Evanilza Rodrigues, Presidente da Kolping União/Sindicalista e Educadora Popular do município de União no Piauí, reforça a importância desta iniciativa ocorrer em outros locais do país. “O Curso precisa expandir para outros estados e ter mais módulos para aprofundar o debate, como a questão do conhecimento em plantas medicinais que podemos aprimorar em nossas comunidades e reviver a importância do autocuidado a partir dessa perspectiva com um módulo específico”, sugere.

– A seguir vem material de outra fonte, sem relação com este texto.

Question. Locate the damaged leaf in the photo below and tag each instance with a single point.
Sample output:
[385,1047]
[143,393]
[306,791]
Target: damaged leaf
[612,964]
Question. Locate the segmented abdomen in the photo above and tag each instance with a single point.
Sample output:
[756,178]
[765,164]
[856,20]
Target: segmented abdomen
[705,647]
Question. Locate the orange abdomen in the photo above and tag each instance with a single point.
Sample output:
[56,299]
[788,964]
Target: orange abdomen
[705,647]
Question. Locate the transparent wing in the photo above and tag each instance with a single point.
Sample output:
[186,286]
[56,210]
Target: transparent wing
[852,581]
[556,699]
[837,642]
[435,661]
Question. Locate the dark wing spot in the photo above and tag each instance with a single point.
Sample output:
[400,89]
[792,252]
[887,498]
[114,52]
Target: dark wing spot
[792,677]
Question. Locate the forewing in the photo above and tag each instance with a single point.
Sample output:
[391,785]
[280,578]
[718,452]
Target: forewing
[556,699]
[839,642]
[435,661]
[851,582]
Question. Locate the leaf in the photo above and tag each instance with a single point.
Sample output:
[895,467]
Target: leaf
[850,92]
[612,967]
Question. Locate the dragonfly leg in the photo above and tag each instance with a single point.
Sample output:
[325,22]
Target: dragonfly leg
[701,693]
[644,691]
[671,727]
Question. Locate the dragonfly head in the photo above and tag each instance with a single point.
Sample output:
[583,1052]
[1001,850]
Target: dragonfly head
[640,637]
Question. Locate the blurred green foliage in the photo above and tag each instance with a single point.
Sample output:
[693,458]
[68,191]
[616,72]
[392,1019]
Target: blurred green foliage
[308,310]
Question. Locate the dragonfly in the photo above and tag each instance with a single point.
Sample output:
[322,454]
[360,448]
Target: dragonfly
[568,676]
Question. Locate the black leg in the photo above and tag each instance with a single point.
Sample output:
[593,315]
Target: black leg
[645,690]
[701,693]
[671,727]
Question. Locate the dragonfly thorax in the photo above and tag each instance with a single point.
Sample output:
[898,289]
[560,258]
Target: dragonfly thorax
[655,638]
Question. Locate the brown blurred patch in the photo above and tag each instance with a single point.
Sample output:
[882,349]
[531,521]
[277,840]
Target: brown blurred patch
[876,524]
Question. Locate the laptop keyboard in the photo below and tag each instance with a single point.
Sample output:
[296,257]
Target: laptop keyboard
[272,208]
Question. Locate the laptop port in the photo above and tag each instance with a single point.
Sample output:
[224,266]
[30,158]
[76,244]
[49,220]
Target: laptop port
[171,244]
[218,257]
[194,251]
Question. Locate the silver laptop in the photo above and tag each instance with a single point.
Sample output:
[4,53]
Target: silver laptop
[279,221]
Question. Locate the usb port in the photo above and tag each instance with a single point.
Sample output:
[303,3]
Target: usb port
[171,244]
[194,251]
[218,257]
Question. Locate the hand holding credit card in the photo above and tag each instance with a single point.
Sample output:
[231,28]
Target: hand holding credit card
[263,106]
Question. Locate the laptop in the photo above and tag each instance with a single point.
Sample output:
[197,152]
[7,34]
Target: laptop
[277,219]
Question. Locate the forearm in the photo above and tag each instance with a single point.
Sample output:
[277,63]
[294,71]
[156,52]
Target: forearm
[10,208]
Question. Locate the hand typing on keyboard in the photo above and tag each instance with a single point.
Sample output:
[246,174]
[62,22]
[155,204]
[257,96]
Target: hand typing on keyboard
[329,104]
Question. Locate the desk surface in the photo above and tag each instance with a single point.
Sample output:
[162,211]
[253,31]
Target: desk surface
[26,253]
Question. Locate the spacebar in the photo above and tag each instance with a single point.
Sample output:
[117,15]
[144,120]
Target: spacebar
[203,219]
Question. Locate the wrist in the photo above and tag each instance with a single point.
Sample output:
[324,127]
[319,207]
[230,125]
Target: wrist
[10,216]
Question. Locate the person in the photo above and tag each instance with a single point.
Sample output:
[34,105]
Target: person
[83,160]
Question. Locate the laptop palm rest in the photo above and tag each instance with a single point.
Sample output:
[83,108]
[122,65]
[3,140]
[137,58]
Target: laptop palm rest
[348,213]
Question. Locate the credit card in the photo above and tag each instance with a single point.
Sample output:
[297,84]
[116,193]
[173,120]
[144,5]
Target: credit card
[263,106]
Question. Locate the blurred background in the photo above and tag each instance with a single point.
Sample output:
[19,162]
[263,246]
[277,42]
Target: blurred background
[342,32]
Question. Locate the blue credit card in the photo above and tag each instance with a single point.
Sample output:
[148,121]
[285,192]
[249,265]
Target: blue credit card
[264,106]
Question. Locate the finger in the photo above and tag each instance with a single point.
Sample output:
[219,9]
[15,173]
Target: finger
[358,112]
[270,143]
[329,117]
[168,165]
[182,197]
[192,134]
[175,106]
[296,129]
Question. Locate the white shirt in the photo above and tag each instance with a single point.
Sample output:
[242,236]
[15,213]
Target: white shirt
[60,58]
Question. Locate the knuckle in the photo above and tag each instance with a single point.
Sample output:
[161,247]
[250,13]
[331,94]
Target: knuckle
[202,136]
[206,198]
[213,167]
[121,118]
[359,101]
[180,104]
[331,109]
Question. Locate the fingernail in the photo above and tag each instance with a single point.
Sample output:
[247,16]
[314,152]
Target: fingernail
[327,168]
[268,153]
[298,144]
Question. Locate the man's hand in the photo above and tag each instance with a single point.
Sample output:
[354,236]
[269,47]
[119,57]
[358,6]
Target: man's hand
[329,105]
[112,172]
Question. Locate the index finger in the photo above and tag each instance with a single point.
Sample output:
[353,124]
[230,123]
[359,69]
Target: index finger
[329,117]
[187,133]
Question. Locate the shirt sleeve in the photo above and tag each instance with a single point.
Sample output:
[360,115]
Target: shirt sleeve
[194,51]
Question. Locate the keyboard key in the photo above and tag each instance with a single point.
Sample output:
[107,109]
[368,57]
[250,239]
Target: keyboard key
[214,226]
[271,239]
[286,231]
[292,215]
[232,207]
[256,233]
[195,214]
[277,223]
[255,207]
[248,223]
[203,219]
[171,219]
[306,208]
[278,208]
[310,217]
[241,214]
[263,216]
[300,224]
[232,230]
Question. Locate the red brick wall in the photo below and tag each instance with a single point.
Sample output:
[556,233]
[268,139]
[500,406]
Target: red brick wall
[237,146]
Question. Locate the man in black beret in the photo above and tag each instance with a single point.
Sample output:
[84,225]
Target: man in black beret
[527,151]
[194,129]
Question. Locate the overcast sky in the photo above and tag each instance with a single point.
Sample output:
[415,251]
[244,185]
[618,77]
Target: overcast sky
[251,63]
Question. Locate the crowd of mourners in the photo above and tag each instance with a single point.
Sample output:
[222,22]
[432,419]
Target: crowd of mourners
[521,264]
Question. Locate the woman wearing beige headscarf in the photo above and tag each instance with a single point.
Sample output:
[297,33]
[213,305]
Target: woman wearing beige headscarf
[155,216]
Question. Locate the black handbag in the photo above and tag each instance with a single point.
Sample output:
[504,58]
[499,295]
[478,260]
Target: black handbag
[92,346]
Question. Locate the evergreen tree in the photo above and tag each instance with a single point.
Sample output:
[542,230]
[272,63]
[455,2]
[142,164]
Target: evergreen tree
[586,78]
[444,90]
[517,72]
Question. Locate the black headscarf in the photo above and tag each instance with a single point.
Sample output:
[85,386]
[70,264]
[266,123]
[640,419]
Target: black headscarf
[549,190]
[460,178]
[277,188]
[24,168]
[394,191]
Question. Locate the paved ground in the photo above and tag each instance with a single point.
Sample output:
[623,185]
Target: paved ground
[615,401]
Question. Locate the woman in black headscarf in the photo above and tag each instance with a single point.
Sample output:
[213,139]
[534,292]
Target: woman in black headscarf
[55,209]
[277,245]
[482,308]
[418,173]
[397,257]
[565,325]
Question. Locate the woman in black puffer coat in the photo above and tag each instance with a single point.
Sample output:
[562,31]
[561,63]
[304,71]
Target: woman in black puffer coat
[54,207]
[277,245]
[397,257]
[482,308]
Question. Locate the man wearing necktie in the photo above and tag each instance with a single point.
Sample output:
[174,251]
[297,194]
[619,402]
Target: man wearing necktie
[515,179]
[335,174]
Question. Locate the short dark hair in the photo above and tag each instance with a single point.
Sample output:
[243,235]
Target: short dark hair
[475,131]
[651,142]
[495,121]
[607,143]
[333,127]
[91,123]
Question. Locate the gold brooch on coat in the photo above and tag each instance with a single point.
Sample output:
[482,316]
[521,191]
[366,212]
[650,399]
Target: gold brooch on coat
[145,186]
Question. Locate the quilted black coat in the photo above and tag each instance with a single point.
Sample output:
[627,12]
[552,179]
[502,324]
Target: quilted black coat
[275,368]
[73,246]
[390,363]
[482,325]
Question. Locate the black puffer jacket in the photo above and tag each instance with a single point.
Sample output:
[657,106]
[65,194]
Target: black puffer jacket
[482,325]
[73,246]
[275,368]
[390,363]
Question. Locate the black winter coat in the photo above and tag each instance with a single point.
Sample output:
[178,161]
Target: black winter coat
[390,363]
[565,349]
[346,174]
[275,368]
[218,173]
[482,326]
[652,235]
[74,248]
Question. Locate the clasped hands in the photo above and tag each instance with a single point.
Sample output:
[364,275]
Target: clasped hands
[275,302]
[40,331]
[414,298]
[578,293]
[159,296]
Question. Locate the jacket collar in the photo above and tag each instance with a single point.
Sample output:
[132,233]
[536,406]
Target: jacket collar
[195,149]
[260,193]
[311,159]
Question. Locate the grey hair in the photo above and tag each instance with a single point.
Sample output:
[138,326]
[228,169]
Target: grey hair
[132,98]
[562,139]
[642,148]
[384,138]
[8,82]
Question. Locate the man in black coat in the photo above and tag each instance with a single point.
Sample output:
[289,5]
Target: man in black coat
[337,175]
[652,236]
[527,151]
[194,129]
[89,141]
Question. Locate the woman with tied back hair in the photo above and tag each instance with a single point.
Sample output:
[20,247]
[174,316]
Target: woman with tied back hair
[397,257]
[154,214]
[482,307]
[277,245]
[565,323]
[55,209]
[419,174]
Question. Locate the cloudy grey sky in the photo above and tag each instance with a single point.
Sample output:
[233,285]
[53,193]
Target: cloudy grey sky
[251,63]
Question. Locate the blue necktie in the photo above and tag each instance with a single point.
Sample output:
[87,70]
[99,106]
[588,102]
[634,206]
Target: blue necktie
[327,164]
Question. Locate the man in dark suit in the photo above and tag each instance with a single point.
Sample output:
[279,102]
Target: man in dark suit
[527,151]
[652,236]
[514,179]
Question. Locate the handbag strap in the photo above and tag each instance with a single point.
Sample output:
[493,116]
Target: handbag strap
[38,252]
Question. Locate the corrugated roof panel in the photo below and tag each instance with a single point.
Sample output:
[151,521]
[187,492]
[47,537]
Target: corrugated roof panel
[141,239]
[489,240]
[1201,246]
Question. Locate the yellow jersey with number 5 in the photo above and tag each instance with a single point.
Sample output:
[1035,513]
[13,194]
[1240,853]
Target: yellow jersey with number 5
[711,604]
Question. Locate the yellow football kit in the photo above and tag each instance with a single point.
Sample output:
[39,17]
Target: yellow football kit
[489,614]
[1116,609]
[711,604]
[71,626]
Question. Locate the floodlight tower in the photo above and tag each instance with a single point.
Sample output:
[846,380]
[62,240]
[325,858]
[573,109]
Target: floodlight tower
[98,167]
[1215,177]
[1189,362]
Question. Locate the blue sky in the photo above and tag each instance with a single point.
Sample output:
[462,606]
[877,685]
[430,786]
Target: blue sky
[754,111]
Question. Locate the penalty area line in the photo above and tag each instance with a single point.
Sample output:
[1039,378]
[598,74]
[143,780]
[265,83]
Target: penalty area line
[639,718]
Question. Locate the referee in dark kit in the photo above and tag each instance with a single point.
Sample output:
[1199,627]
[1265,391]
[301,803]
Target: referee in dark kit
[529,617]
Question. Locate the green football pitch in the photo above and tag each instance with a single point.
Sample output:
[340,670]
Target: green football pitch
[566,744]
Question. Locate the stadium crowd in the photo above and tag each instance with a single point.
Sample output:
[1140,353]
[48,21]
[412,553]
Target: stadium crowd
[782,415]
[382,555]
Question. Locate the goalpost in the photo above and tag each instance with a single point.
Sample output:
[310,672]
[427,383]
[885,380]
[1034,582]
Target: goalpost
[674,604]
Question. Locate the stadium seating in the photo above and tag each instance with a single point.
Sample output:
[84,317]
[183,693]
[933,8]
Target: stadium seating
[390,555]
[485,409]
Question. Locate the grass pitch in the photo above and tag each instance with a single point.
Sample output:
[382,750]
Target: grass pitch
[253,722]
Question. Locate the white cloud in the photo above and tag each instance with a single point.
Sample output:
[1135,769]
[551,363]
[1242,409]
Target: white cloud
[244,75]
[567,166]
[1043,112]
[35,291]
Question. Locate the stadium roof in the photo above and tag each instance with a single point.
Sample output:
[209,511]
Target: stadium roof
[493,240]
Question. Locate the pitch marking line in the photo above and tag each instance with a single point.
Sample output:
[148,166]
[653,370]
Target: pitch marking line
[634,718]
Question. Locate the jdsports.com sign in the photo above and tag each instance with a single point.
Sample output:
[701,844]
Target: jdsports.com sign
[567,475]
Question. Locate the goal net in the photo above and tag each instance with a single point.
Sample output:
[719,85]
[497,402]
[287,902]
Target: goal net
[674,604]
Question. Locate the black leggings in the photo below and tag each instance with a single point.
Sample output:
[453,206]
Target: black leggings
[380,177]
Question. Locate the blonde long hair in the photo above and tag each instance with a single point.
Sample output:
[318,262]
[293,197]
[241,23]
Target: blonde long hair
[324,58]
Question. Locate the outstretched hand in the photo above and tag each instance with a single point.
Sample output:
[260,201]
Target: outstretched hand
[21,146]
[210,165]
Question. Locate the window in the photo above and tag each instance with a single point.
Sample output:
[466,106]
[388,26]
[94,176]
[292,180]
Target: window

No entendimento de Território como uma força, onde se constrói a vida e a resistência a partir dos aprendizados ancestrais, a forma de viver e de se organizar neste espaço se constitui em uma fortaleza diante da violação de direitos, das ameaças e dos desafios impostos pelo atual modelo de sociedade capitalista. Logo, a participação de todas/os no debate confirma que vem de longe o violento processo de desenvolvimento do capital, mas as práticas e conhecimentos ancestrais dos povos caminham em conjunto com as lutas, passadas e atuais, pelo bem comum.
E assim, finaliza essa parte da jornada do Projeto Territórios de Cuidado, embalada pelo desejo de ser tambor, pelo cheiro de lavanda e alecrim, pelas rezas e tradições, pela informação e o conhecimento técnico científico, é que o debate sobre a Promoção da Saúde e Participação Social se firma como algo que deve ser compreendido de forma integral. Novamente, se reafirma o nosso compromisso com a casa comum, que esta seja levantada em mutirão na luta por direitos, na escuta dos griôs, na soberania alimentar, na cooperação, com as plantas que curam, com as mãos que fazem, no corpo que dança. As dimensões do cuidado, de si, do outro, da Terra, da psique e espiritualidade promovem encontros das gerações que se curam e se abraçam.